“Pivot” has been the defining action word as non-profit organizations, throughout the city of Chicago, have found new ways to continue serving community members in response to the coronavirus. Three miles apart, Latinos Progresando and Breakthrough, both partners with ISU’s National Center for Urban Education through the Chicago Teacher Education Pipeline (CTEP), have demonstrated exemplary models of sustaining and shifting services in order to best support their communities. In doing so, both organizations followed city and state recommended guidelines, prioritizing health and safety, as they creatively responded to crucial community needs.
Latinos Progresando (LP), in operation for 22 years, is located in the Little Village neighborhood on the southwest side of Chicago. Eighty percent of residents are of Mexican descent. Many are foreign-born; others have lived in the community for many generations. Known throughout the city for offering the highest quality of immigration legal support to families, LP was committed to continuing this service despite the difficulties presented by Chicago going into “lockdown” mode for many months.
Though COVID-19 brought much of daily life to a temporary standstill, time-sensitive immigration needs remained steady. LP’s doors had to close for their usual in-person intakes and consultations, however, an immigration hotline was initiated. Staff worked diligently, offering immediate virtual responses to callers, making them feel comfortable enough to tell their complicated life stories. With dramatic US government filing fee increases scheduled to kick in soon, LP was committed to processing paperwork as quickly as possible for pending cases. In total, staff filed more than 850 applications from April to September.
The Little Village community has been hit hard by COVID-19, reporting some of the highest levels of coronavirus cases in the city. Early on, LP organized a virtual town hall meeting for community members to hear directly from Mayor Lori Lightfoot, and the Chicago Dept of Public Health Commissioner. Shortly thereafter, a free COVID testing site was opened in the parking lot at Saucedo, a neighborhood elementary school. LP’s newsletter, regularly updated and widely distributed, offered a bi-lingual comprehensive community resource guide.
LP responded to the impact of COVID-19 with other significant support. Help was offered to business owners to keep them afloat, including assistance with sidewalk license applications. In addition, staff assisted with distributing donated masks and PPE for street vendors and restaurants. Lastly, families who did not receive federal government stimulus checks were supported through the complicated process of applying for rental assistance.

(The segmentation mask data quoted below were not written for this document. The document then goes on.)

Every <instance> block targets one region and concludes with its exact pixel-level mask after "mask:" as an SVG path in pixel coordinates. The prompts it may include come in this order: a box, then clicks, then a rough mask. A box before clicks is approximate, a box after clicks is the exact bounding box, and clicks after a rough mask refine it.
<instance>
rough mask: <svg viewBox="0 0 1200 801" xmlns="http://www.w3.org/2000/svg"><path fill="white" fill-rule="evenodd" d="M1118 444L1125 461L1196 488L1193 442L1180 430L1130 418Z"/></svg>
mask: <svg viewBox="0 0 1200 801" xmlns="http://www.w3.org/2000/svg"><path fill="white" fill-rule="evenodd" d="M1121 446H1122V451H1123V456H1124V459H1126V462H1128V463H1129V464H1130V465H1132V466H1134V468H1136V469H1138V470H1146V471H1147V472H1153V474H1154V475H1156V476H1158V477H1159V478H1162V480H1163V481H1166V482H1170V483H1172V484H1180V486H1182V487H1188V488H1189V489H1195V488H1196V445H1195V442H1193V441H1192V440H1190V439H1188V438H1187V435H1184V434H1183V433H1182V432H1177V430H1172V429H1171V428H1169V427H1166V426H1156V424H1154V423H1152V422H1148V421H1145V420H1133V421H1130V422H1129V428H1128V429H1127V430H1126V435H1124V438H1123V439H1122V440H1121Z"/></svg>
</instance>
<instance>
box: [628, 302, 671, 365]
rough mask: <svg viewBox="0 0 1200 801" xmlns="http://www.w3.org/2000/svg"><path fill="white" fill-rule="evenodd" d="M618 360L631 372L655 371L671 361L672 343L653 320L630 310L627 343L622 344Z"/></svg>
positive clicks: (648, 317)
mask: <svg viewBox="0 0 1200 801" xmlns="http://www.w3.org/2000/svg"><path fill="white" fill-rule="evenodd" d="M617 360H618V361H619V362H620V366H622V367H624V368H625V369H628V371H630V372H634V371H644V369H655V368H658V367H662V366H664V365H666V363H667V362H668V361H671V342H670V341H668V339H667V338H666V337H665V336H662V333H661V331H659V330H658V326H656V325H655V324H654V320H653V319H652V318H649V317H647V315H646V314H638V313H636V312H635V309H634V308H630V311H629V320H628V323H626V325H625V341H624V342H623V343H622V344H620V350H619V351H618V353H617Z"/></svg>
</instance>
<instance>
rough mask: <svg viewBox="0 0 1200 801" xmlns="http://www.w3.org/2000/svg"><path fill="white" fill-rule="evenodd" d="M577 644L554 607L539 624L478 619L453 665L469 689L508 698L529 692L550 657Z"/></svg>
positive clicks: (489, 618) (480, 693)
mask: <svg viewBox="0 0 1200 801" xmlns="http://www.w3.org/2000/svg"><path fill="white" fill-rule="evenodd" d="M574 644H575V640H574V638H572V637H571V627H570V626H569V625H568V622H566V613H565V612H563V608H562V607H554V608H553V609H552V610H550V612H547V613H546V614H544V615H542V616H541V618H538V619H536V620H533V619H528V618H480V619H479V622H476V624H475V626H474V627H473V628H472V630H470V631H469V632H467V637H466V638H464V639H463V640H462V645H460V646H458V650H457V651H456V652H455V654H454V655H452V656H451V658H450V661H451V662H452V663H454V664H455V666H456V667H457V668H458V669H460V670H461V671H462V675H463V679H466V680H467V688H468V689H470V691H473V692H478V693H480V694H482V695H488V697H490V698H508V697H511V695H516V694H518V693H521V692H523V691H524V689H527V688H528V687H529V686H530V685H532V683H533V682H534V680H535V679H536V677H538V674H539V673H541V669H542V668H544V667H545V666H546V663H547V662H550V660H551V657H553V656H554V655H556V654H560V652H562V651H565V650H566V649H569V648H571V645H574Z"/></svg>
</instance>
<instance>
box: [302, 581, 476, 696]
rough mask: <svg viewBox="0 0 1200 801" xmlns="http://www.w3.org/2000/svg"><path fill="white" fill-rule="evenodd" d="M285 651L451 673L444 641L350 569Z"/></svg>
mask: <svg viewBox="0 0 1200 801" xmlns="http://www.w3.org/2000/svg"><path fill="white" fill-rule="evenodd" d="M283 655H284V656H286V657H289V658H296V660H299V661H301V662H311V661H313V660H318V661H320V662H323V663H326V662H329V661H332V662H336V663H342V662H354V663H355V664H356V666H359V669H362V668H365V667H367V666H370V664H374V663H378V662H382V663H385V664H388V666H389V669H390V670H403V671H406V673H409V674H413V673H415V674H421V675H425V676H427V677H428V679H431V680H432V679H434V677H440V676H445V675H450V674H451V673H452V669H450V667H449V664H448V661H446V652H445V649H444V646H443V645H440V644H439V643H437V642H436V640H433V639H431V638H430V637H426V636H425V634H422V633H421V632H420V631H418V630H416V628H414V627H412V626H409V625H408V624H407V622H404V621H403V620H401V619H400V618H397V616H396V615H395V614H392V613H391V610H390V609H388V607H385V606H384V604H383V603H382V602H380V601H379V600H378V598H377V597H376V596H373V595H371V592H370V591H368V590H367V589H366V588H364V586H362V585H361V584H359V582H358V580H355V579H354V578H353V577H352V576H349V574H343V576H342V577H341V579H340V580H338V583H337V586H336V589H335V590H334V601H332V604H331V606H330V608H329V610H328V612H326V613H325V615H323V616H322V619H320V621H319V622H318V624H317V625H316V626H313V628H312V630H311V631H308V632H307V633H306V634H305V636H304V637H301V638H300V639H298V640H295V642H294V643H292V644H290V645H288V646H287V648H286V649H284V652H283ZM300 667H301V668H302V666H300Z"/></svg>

In August, Latinos Progresando and The Marshall Square Resource Network partnered with The Greater Chicago Food Depository and the office of the 12th Ward Alderman to host a pop-up food pantry at the Little Village Discount Mall. All five Saturdays in August, drive and walk through options offered food, PPE, and census information to more than 3,000 families from the neighborhood and across the region.
September marked yet another pivot of services as Chicago Public Schools (CPS) began the school year with virtual remote instruction. LP is part of the Chicago Connected project and has the goal of connecting 7,000 households to free internet services. CPS identified families having connectivity issues and the initial expectation was that LP could simply hand over Comcast connection information to families. Ana Mosqueda, the LP community liaison with CTEP, was tasked with overseeing this program and quickly discovered that the process was far more complicated. Lengthy three-way calls with Comcast were necessary, even for families not needing Spanish interpretation because there were so many complicated family situations to explain, all hurdles to quick connection. Mosqueda, realizing that the complications are limitless, has become the troubleshooter for the most difficult and time-consuming cases. Other LP staff continue to call families informing them of the opportunity for free internet connection.
Luis Gutierrez, founder and CEO of LP, and the organization’s dedicated staff have demonstrated an unwavering commitment to the Little Village/Marshall Square community. And looking ahead to the future, even during these most troublesome times, LP remains on track with its plan to convert an abandoned neighborhood library into a new community center.
Illinois State University’s National Center for Urban Education is proud to partner with community-based organizations that stand ready to pivot to support their neighborhoods whatever comes.